Serves Congress Right!



Everyone's heard about Roger Clemons, Steroids, and Congress.

The judge presiding over Clemon's perjury trial declared a mistrial on Day 2. The prosecution ignored the judge's order, and presented evidence to the jury that had been ruled inadmissable. This was either gross incompletence on the prosecutor's part, or they did it on purpose to end this sham of a trial. I don't know which ... we'll see when the government decides whether to retry the Rocket.

I don't know if Clemons did steroids or not. Probably so, given what we've heard. I don't care. It's up to MLB to deal with this, if they care to. It's up to the appropriate law enforcement agencies to file charges against Clemons if he is accused of anything specifically illegal involving steroids.

My question is why the hell was Congress involved?

The answer is the Spanish Inquisition mentality that Rep. Henry Waxman (D-CA) took with his precious committee chairmanship, given to him by Nancy Pelosi after Dems took control of Congress in 2006. Waxman went through a laundry list of people and organizations he wanted to attack, and he used his position and committee to do it with.

His tactic was to drag people in to testify on a given subject, and then try to trap the poor suckers into saying something wrong. First thing you know, the 'criminal' is being hauled up on perjury charges for lying to Congress. Didn't matter if the subject was actually accused of committing a crime, Waxman worked them around into a position where he could charge them.

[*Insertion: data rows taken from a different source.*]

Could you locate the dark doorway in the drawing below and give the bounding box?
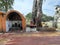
[6,12,22,32]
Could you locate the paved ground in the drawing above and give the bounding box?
[0,32,60,45]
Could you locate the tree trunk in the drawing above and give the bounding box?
[32,0,37,24]
[36,0,43,31]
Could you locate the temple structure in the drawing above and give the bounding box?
[0,10,26,32]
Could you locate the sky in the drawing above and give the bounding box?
[13,0,60,16]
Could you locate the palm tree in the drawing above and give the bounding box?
[0,0,14,12]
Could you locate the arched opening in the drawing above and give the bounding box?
[6,12,22,32]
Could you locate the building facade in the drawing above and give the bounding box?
[0,10,26,32]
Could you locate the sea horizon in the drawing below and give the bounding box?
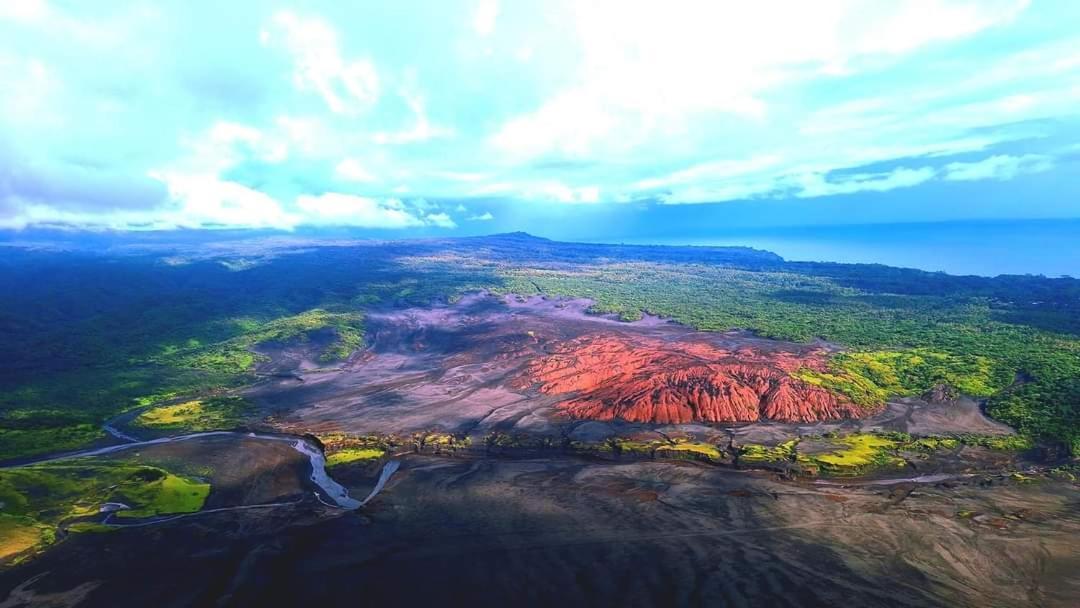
[591,218,1080,276]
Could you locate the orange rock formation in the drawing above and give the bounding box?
[521,334,867,423]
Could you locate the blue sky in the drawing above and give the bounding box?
[0,0,1080,238]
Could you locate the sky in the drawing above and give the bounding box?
[0,0,1080,238]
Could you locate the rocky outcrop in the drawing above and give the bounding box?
[518,333,867,423]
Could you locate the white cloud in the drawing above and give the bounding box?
[423,213,458,228]
[944,154,1054,181]
[150,172,299,228]
[473,0,499,37]
[296,192,423,228]
[334,159,379,183]
[490,0,1027,158]
[792,166,936,199]
[260,11,379,113]
[373,92,455,144]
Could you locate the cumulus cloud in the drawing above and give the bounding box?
[261,11,379,112]
[296,192,423,228]
[0,0,1080,231]
[423,212,458,228]
[334,159,379,183]
[945,154,1054,181]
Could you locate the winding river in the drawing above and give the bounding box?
[0,431,401,511]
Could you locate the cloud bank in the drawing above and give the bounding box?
[0,0,1080,233]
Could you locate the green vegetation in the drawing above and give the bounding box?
[795,349,1002,406]
[0,459,210,559]
[0,234,1080,459]
[326,448,386,467]
[499,262,1080,454]
[132,396,251,431]
[161,309,364,374]
[0,423,105,460]
[739,437,799,464]
[799,433,907,475]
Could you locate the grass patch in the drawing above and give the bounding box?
[0,514,55,562]
[739,438,799,463]
[117,469,210,517]
[158,309,364,374]
[793,349,1002,407]
[326,448,386,467]
[656,442,724,462]
[801,433,907,475]
[0,459,210,554]
[133,396,251,431]
[0,423,105,460]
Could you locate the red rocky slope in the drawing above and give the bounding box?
[519,334,868,423]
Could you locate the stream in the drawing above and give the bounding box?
[0,431,401,511]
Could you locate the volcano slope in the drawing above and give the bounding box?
[0,455,1080,607]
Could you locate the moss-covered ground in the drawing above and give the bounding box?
[132,396,251,431]
[0,459,210,559]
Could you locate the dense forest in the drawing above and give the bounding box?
[0,233,1080,459]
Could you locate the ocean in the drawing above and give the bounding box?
[620,219,1080,278]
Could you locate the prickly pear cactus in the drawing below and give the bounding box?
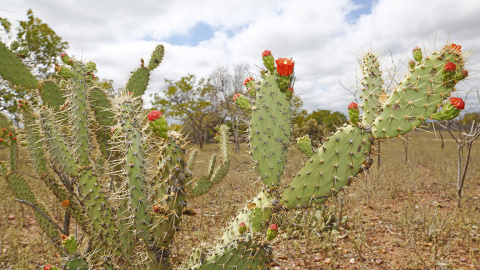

All Waxman did was cause a lot of people trouble, and waste a lot of Congress' time and taxpayer's money carrying out his personal vendettas. It was a gross abuse of power, and a textbook example of official oppression. He ought to be hauled in front of a judge and jury, and found guilty of stealing from the American public.

How many millions of our dollars have been wasted on this? Three years of investigations, 100 law enforcement officers involved, ruining a man's finances and reputation ... and for what? So the Waxman Inquisition can hang a skin on his wall?